No verified proof-of-concept code has been published in the references. Refer to the GitHub Issue Report for upstream discussion of the affected handler.
Detection Methods for CVE-2025-7788
Indicators of Compromise
- Executor process (java running xxl-job-executor) spawning child processes such as sh, bash, cmd.exe, powershell.exe, curl, wget, or nc
- New or modified job entries in the xxl-job admin database referencing commandJobHandler with unusual parameter strings
- Outbound network connections from executor hosts to unfamiliar IP addresses shortly after scheduled job triggers
- xxl-job execution logs containing shell metacharacters such as ;, &&, |, or backticks in the job parameter field
Detection Strategies
- Hunt for parent-child process relationships where the xxl-job executor JVM spawns shell interpreters or download utilities
- Alert on creation or modification of jobs whose executorHandler value equals commandJobHandler
- Inspect xxl-job admin audit logs for job parameter values containing OS command separators or encoded payloads
Monitoring Recommendations
- Forward xxl-job admin audit logs and executor stdout/stderr to a centralized logging platform for correlation
- Baseline normal child processes spawned by the executor JVM and alert on deviations
- Monitor egress traffic from executor hosts and flag connections to non-corporate destinations following job execution events
How to Mitigate CVE-2025-7788
Immediate Actions Required
- Restrict network access to xxl-job admin and executor ports to trusted management networks only
- Remove or disable the commandJobHandler registration in SampleXxlJob.java if it is not required
- Rotate xxl-job admin credentials and enforce strong, unique passwords with multi-factor authentication on any fronting proxy
- Audit existing scheduled jobs for unexpected entries referencing commandJobHandler or suspicious parameter strings
Patch Information
At the time of NVD publication, the upstream project tracks the issue at the GitHub Issue Report.
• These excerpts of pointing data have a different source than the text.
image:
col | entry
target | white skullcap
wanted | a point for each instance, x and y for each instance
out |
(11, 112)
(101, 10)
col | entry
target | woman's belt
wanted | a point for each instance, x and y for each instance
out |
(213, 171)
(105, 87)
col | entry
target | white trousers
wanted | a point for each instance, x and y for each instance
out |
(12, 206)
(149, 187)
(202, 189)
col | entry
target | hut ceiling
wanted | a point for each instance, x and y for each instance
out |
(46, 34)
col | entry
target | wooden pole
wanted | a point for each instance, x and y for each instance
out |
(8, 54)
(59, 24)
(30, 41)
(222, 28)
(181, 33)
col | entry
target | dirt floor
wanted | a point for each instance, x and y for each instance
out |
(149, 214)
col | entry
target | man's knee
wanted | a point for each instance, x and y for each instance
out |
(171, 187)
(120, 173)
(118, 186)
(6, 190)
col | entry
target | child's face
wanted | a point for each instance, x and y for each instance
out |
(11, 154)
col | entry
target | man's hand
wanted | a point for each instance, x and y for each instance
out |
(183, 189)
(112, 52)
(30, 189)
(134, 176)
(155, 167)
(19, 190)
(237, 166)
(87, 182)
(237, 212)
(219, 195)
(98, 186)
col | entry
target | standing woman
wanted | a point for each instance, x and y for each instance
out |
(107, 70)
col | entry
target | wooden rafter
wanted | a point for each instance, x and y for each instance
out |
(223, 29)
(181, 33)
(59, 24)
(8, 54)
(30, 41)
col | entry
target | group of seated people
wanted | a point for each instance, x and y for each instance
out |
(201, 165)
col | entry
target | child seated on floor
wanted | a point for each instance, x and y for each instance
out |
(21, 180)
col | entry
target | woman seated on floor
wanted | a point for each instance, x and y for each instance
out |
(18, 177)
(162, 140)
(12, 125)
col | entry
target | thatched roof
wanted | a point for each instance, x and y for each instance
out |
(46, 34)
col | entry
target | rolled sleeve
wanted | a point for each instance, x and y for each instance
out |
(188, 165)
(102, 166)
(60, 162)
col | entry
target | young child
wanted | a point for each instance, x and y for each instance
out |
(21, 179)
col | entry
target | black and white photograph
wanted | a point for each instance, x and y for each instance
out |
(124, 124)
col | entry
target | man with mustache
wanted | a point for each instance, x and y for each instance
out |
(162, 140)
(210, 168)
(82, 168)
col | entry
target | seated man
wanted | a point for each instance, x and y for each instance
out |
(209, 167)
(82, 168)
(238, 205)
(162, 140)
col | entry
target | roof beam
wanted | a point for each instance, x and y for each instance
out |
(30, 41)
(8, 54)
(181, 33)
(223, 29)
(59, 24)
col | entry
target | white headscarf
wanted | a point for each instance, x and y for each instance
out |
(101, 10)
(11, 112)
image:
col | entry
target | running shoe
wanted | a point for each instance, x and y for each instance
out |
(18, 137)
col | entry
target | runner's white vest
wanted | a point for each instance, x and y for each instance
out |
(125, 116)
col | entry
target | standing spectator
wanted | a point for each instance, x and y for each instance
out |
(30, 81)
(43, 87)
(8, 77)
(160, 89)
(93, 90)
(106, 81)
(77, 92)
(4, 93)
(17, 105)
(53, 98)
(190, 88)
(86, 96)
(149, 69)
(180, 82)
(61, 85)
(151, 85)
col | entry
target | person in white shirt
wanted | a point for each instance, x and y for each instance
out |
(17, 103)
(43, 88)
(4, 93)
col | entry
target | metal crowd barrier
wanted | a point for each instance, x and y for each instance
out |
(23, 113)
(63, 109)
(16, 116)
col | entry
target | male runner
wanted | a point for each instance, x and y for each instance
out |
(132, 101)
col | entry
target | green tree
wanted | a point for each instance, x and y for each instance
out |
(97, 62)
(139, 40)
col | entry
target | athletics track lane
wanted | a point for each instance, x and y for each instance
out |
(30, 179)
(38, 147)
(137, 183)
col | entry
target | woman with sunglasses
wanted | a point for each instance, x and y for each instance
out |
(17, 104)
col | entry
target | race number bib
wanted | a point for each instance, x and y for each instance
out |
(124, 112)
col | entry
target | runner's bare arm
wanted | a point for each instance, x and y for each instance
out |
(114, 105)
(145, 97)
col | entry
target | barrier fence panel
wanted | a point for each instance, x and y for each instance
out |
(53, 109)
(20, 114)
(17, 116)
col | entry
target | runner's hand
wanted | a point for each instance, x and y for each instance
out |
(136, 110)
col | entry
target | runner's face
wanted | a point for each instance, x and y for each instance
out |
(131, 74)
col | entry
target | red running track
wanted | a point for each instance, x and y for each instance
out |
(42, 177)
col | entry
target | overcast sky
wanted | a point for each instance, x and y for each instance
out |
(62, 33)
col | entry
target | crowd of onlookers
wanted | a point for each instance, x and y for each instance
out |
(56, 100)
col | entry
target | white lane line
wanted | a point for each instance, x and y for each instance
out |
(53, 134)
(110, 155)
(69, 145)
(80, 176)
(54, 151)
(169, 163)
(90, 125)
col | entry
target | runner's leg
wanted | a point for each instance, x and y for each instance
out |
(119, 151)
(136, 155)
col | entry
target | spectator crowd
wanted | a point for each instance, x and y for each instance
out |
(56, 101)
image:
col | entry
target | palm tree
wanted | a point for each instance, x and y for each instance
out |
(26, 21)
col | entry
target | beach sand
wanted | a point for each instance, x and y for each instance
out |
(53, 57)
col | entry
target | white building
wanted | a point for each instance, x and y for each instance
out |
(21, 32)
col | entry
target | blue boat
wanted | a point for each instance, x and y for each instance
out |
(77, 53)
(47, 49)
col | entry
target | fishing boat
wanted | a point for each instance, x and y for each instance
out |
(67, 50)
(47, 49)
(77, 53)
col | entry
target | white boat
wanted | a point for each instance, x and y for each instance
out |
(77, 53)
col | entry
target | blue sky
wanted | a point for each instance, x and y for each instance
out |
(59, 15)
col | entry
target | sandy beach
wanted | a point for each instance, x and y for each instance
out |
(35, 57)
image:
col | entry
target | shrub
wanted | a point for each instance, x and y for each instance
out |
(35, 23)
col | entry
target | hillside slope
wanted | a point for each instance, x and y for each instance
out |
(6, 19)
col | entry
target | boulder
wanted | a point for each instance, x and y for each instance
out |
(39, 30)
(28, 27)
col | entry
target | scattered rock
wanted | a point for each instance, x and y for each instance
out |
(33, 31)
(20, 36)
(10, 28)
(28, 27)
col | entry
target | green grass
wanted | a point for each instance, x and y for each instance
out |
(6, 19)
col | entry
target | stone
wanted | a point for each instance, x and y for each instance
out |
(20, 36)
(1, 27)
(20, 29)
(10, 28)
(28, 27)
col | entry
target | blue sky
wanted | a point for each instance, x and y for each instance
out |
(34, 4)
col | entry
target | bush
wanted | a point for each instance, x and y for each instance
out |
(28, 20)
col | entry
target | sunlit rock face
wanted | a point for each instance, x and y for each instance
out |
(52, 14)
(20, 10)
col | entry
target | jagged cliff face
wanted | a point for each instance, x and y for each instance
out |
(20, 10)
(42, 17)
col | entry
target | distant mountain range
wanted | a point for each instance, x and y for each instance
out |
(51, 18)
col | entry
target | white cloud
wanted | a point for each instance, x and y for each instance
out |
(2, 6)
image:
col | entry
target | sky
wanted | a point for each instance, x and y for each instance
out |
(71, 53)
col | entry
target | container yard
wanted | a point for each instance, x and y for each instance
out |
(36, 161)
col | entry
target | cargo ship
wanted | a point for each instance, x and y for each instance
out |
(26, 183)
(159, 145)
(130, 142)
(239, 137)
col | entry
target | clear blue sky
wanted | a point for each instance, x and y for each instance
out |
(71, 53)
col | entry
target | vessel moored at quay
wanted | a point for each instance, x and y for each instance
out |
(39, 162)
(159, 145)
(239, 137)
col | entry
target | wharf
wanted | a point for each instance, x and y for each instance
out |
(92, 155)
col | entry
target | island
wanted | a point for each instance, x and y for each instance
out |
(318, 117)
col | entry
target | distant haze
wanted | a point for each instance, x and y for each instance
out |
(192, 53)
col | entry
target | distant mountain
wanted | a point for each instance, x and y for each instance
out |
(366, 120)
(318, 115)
Operators should monitor the xuxueli/xxl-job repository for releases beyond 3.1.1 and apply fixes as soon as they are published. Until a patched release is available, treat the sample command handler as unsafe in production.
Workarounds
- Delete commandJobHandler from the executor handler registry to prevent any job from invoking OS commands
- Run executors under a least-privilege service account confined by SELinux, AppArmor, or a container security profile
- Place the xxl-job admin console behind a reverse proxy that enforces authentication, IP allowlisting, and request logging
- Implement a job-creation review workflow so handler and parameter changes require approval before activation
# Configuration example: remove the vulnerable handler registration
# In SampleXxlJob.java, comment out or delete the @XxlJob("commandJobHandler") method
# Then rebuild and redeploy the executor:
mvn clean package -DskipTests
systemctl restart xxl-job-executor
Disclaimer: This content was generated using AI. While we strive for accuracy, please verify critical information with official sources.